= Jumbes of Nkhotakota =

The Jumbes of Nkhotakota were a dynasty of Swahili Arab traders based in Nkhotakota, on the western shore of Lake Malawi. They were running an East-West caravan trade, exchanging cloths from the Swahili coast for ivory and slaves. They introduced the Muslim faith and culture in the Nkhotakota area and were the first to grow rice and coconuts in the region.

== History ==
The founder of the dynasty, Salim bin Abdallah, arrived at Nkhotakota around 1840. He was an Arab from Zanzibar and had previously been involved in slave and ivory trade at Ujiji and Tabora in nowadays Tanzania. He asked the local Chewa chiefs for some land to establish a trading post. He was able to build his power by building dhows that enabled merchants to trade goods across the lake and because he possessed firearms with which he could protect the lake populations against the Ngoni invasions.

The Jumbes brought some 20000 slaves yearly to the port of Kilwa in nowadays Tanzania. The captives were kept in Nkhotakota until there was 1000 of them. They were then shipped across Lake Malawi and forced to walk for three to four month till they arrived to the Kilwa slave market where they were sold. The Scottish explorer and missionary David Livingstone witnessed this slave trade when he visited Nkhotakota in 1861. In 1864, he established a treaty with the Jumbe and the Chew chiefs to put an end to the slave trade. However, it was to no avail and the trade continued.

The Jumbes also engaged in ivory trade. They employed local hunters to collect ivory from the hills west of Nkhotakota. By 1889, the slave trade had faded and the Jumbe derived most of his revenue from the ivory trade. His hunters radiated in every direction from central Malawi. As the Jumbe chiefdom was on the same ivory trade route than the Mwase chiefdom, there was significant infighting between both.

He won a large personal following that he established in villages ruled by his headmen. He insisted that his followers, mainly Yao traders and Chewa refugees, convert to Islam. Ultimately, Salim bin Abdallah set himself as Sultan of Marimba expressing his allegiance for the Sultan of Zanzibar. The Jumbes (meaning "Prince") established their power though indirect rule, relying on the authority of local Chewa chiefs. They did not attempt to convert theirs subjects. However, to promote the chiefs loyalty, they encouraged them to send their male offspring to the Sultanate of Zanzibar so that they would receive an Islamic education.

At the end of the 19th century, Nkhotakota had become a thriving trade center of 6000 inhabitants.

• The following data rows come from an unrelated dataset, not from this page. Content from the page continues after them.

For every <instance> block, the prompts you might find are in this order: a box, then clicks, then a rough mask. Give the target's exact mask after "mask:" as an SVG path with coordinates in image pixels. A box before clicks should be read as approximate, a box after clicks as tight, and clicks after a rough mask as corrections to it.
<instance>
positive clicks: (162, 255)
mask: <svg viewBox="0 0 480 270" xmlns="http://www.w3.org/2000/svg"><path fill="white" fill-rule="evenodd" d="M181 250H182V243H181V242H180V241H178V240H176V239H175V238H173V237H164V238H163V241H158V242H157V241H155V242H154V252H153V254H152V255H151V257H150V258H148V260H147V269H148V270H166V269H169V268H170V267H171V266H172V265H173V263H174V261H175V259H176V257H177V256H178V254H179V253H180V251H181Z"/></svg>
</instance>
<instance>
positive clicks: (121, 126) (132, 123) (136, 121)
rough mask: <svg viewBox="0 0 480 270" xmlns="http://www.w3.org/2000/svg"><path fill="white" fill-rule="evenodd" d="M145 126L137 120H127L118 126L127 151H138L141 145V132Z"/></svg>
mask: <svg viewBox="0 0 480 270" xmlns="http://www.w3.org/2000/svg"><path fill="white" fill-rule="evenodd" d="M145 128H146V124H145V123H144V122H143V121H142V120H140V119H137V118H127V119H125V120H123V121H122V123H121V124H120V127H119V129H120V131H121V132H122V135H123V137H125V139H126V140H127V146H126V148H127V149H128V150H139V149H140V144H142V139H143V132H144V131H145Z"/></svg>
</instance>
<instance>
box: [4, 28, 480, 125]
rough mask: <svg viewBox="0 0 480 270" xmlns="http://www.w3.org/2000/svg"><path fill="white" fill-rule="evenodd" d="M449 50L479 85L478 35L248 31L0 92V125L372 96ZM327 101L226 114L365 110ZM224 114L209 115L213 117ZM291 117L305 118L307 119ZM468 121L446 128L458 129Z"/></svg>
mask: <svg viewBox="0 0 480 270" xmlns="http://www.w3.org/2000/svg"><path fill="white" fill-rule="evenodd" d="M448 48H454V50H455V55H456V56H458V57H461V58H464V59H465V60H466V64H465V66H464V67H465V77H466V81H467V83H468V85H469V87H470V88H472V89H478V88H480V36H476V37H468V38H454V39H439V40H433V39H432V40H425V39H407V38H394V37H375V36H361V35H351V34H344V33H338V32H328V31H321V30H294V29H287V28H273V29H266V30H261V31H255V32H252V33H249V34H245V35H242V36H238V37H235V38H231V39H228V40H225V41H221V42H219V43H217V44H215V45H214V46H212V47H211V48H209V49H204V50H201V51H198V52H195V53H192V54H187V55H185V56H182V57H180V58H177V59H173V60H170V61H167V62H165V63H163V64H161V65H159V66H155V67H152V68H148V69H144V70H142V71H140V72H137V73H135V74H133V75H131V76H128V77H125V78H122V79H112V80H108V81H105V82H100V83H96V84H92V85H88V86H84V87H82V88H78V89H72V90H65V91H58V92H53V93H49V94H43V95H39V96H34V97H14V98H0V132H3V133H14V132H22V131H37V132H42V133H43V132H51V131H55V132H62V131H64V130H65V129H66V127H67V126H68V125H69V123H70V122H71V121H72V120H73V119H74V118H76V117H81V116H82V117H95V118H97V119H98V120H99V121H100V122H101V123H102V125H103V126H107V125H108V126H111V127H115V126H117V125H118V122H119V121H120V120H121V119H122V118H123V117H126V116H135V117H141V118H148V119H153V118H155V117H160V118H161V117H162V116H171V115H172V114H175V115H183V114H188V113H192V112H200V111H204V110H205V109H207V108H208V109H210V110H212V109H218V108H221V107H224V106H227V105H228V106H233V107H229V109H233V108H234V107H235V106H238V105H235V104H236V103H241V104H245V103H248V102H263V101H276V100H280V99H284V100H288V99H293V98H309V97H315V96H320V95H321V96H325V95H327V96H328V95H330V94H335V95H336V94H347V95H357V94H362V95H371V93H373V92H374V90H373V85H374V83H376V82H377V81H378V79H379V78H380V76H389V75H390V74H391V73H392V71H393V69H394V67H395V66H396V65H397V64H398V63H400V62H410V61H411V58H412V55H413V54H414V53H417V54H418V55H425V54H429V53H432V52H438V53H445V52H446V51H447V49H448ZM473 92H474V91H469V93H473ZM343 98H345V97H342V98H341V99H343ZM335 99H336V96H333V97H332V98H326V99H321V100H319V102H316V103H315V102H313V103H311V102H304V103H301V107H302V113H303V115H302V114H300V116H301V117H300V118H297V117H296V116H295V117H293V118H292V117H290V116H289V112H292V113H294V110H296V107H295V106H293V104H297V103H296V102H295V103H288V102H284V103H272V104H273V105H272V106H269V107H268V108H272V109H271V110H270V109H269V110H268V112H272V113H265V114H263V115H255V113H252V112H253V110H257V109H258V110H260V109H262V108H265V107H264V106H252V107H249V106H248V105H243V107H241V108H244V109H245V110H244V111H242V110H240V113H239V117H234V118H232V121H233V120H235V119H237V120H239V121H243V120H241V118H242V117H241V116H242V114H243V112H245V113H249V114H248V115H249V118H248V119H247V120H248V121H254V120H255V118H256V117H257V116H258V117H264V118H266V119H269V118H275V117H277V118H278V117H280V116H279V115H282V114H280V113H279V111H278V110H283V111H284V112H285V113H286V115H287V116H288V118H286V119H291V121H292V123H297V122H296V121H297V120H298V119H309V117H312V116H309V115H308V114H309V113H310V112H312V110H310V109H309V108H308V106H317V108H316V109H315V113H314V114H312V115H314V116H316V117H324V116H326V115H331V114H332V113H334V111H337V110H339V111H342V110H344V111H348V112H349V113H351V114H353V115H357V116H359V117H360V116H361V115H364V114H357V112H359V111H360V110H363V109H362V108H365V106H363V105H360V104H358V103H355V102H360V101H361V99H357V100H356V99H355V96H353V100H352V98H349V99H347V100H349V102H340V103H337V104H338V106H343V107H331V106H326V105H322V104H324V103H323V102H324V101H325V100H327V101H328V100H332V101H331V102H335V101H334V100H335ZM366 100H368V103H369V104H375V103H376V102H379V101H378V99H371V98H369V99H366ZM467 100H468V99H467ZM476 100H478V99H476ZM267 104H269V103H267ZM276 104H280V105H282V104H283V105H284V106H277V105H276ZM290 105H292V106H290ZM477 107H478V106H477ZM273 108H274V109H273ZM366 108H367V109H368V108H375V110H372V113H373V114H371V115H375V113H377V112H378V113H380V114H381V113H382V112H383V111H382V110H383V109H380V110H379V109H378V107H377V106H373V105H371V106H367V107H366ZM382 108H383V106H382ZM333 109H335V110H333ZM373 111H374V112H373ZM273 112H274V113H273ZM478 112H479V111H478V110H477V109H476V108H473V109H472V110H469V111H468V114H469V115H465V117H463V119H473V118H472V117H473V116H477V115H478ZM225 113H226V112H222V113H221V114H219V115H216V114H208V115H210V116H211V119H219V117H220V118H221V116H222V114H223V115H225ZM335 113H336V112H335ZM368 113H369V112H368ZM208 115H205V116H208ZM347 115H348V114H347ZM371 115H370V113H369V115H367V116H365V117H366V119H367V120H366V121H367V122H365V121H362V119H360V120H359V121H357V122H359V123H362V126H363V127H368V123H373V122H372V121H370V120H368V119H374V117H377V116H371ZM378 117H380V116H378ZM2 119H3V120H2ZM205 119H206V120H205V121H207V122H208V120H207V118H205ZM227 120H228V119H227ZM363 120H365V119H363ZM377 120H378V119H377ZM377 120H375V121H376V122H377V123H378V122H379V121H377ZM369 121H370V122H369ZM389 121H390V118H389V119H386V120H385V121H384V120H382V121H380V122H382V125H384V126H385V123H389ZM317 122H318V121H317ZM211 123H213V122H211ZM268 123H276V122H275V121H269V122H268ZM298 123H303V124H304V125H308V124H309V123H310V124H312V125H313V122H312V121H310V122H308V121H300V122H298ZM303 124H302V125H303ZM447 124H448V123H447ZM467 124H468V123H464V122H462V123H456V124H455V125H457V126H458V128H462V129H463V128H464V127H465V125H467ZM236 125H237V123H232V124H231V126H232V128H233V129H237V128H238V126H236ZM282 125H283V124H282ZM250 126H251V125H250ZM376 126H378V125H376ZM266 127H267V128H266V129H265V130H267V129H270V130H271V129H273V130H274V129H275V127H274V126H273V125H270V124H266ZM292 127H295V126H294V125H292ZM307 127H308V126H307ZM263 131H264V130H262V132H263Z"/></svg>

It was the main Islamic outpost in Nyassaland, rice cultivation had been extended along the lake shore.

The power of the Jumbes remained unchallenged until Henry Hamilton Johnston asserted the authority of the British Central Africa Protectorate in this area. He undertook significant efforts to put an end to the slave trade. He attacked the last Jumbe with a Sikh force in 1894 was tried and exiled to Zanzibar.

== Landmarks ==
Some heritage sites of the Jumbes of Nkhotakota can bee seen in Malawi. They include the first mosque built in the country, the graves of the three first Jumbes as well as their lieutenants' graves. The fig trees under which the Jumbe and Livingstone met and agreed to discontinue the slave trade can still be seen.